Basil Zaharoff çalışma hayatına, İstanbul'a gelmiş Avrupalı turistlere rehberlik yaparak başlamıştır (rehberliğini özellikle Galata genelevleri ile bağlantılı olarak yürüttüğü bilinmektedir). Ardından bir süre itfaiyecilik yapmıştır (o dönemde itfaiyeciliğin evleri yanan zenginlerin servetini komisyon karşılığı kurtarmaya dayalı kârlı bir faaliyet şeklini de alabildiği göz önünde bulundurulmalıdır). Basil Zaharoff bundan sonra döviz acenteliği ve tefecilik yapmıştır. İstanbul'dan ayrılmak üzere ellerindeki nakdi kendi para birimlerine çeviren turistlere sahte dövizler verdiği suçlamalarına maruz kalmıştır. 24 yaşında gittiği Londra'ya ayak basar basmaz, İstanbul'da iken gerçekleştirdiği bir ihracat işi ile ilgili olarak, usulsüz ticari faaliyette bulunma suçlaması ile hakkında açılmış bir dava ile karşılaşmıştır. Cemiyetleri mensuplarının bu tür konulardan dolayı yabancı mahkemeler önüne çıkmasına karşı tedbir alma geleneği olan İstanbul Rumları arasında toplanan 100 sterlinlik bir kefaletle serbest bırakılmıştır. Dava sonuçlanıncaya kadar mahkeme yetki alanı dahilinde ikamet etme zorunluluğu olmasına rağmen hemen gemiyle Atina'ya geçmiştir. Atina'da gazeteci Etyen Skuludis ile dostluk kurmuştur. Skuludis'in İsveçli bir kaptan arkadaşı silah taciri Thorsten Nordenfeldt'in Atina'daki acenteliği işinden ayrılmak üzere olduğundan, Basil Zaharof, Skuludis'in tavsiyesiyle 14 Ekim 1877'de bu işi devralarak silah ticaretinde göz kamaştırıcı bir kariyere ilk adımını atmıştır. Bu dönem 93 Harbi'ne denk geldiğinden, Zaharoff hem bu savaş esnasında, hem de sonrasında Osmanlı Devleti, Balkanlar ve Rusya'yı kapsayan çok karlı işler yapmıştır.

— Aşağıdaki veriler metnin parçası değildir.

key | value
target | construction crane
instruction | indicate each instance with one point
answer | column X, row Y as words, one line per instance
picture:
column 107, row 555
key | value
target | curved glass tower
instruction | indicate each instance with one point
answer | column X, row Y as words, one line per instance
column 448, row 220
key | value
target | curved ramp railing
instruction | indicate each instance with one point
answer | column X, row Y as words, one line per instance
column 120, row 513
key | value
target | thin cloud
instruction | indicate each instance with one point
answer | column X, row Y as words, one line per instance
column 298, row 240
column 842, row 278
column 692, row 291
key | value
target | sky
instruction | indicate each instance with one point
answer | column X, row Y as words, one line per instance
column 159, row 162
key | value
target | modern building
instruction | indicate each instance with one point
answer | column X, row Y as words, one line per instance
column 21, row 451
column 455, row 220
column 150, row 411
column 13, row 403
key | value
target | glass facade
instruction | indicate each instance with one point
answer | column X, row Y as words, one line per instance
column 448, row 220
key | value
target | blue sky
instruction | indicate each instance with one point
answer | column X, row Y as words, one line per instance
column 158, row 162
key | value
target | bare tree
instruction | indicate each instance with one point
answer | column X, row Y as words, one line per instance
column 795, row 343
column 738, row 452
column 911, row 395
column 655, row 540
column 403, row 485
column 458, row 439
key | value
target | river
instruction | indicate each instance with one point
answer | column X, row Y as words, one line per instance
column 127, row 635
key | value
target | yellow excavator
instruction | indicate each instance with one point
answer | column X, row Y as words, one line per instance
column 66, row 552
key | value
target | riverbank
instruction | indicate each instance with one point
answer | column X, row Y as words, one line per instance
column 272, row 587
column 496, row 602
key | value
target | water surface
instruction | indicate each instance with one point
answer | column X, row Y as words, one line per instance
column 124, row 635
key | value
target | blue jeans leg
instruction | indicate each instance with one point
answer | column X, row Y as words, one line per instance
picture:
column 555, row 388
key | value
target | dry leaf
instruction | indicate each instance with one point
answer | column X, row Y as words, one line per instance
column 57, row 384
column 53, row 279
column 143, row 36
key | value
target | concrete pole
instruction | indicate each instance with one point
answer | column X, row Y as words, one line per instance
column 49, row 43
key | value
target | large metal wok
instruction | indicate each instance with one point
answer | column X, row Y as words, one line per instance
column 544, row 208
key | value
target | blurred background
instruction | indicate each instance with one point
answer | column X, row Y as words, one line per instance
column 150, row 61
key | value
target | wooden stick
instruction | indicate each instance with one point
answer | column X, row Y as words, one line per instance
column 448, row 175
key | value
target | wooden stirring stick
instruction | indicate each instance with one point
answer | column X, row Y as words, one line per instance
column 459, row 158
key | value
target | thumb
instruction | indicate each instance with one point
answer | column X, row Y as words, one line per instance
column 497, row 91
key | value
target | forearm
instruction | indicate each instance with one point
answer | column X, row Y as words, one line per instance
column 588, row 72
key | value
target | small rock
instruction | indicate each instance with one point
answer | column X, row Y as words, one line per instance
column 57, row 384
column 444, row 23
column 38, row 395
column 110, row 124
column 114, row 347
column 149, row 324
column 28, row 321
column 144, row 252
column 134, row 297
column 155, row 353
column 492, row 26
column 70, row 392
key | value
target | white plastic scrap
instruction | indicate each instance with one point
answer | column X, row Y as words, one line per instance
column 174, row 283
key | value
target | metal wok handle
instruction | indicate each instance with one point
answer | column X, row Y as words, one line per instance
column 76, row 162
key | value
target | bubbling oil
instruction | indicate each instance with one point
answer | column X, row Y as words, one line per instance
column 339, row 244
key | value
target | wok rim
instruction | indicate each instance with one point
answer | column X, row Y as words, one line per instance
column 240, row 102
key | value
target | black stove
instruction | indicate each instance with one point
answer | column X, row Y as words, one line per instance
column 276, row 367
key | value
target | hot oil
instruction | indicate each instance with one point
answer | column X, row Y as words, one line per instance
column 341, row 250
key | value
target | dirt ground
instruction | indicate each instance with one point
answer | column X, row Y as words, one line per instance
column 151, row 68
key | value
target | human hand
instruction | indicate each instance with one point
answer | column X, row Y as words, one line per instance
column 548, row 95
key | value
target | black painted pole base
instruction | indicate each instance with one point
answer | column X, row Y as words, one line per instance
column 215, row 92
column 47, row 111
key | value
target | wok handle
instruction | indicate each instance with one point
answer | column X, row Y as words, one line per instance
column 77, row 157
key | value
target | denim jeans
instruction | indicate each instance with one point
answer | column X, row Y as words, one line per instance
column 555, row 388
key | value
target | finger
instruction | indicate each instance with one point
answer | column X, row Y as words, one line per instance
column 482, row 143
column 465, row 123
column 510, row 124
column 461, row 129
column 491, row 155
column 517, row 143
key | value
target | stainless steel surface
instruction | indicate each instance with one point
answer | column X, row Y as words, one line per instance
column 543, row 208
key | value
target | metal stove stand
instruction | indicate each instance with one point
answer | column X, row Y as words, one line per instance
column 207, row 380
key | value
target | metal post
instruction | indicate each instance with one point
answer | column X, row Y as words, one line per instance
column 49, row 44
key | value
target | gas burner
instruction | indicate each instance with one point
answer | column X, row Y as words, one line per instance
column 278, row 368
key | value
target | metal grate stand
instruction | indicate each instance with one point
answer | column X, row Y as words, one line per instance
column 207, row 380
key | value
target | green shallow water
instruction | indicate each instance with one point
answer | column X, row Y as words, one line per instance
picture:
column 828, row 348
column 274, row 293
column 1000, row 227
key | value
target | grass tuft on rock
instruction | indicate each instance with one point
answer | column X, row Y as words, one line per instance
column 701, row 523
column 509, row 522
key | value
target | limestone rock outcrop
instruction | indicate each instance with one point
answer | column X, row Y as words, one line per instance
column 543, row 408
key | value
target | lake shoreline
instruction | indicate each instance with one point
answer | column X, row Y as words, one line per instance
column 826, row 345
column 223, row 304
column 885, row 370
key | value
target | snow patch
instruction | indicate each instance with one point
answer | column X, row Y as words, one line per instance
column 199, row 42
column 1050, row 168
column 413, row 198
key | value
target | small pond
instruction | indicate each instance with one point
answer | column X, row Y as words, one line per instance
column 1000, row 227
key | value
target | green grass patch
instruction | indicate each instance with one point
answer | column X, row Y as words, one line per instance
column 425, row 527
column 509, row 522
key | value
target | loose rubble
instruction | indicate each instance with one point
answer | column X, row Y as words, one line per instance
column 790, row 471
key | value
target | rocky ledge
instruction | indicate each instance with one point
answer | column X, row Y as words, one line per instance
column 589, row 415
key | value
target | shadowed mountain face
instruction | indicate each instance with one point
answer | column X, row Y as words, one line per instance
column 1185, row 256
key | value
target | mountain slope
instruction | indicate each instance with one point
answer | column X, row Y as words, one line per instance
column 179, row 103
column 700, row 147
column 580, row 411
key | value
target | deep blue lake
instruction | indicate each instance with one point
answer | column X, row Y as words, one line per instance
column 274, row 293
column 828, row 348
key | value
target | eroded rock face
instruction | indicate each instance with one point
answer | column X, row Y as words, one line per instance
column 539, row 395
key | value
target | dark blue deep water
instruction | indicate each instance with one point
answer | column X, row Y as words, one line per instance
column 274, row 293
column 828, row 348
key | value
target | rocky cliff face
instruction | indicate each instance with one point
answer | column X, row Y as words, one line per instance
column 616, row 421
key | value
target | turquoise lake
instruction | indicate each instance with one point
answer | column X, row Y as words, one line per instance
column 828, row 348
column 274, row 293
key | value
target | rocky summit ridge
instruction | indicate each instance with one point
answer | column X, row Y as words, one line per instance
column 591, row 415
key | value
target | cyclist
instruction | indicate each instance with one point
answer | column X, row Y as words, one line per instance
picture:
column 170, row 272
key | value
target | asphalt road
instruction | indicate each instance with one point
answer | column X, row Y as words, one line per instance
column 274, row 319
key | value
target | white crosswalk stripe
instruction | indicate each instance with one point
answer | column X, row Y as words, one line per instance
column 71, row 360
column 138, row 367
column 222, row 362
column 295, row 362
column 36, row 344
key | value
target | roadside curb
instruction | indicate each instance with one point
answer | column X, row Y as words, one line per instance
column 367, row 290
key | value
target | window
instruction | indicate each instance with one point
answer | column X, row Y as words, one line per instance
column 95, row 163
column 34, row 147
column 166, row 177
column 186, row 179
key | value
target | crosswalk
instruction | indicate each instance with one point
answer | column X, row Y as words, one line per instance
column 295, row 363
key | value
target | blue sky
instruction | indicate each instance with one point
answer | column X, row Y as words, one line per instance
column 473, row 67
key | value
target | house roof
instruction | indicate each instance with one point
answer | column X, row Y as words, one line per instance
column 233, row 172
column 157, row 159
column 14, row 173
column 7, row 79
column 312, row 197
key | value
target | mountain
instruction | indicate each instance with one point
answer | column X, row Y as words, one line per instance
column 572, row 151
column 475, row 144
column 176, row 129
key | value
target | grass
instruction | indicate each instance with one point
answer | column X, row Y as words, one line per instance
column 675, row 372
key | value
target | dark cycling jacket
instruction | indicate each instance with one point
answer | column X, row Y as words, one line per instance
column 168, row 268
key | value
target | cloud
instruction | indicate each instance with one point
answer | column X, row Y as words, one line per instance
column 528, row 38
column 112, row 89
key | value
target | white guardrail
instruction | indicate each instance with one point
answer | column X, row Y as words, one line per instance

Nitekim, Basil Zaharoff yaratıcılığını Nordenfeldt I denizaltı sının satışında göstermiştir. Amerikalı papaz George W. Garrett tarafından bir hobi olarak tasarlanan ve Amerika Birleşik Devletleri Donanması'nın 'istikrarsız ve tehlikeli manevra yaptığı' gerekçesiyle reddettiği ve büyük güçlerin teknolojisinin gelişmesini beklemeyi tercih ettiği bu ilk denizaltı modellerinden, prestij arayışı içinde olan Yunanistan Deniz Kuvvetleri'ne bir adet satmıştır. Daha sonra Osmanlı Devleti yetkililerini bu yeni Yunan denizaltısının arzettiği tehdit konusunda ikna ederek, Osmanlı Donanması'na iki adet satmıştır. Hemen ardından, Rus yetkililerini bu yeni Türk denizaltısının arzettiği tehdit konusunda ikna ederek, Rus Deniz Kuvvetleri ne iki adet daha satmıştır. Bu denizaltılar hiçbir savaşta rol oynamamış, Osmanlı donanmasının bir torpil atma tatbikatı esnasında biri dengesini kaybederek pruvadan batmıştır.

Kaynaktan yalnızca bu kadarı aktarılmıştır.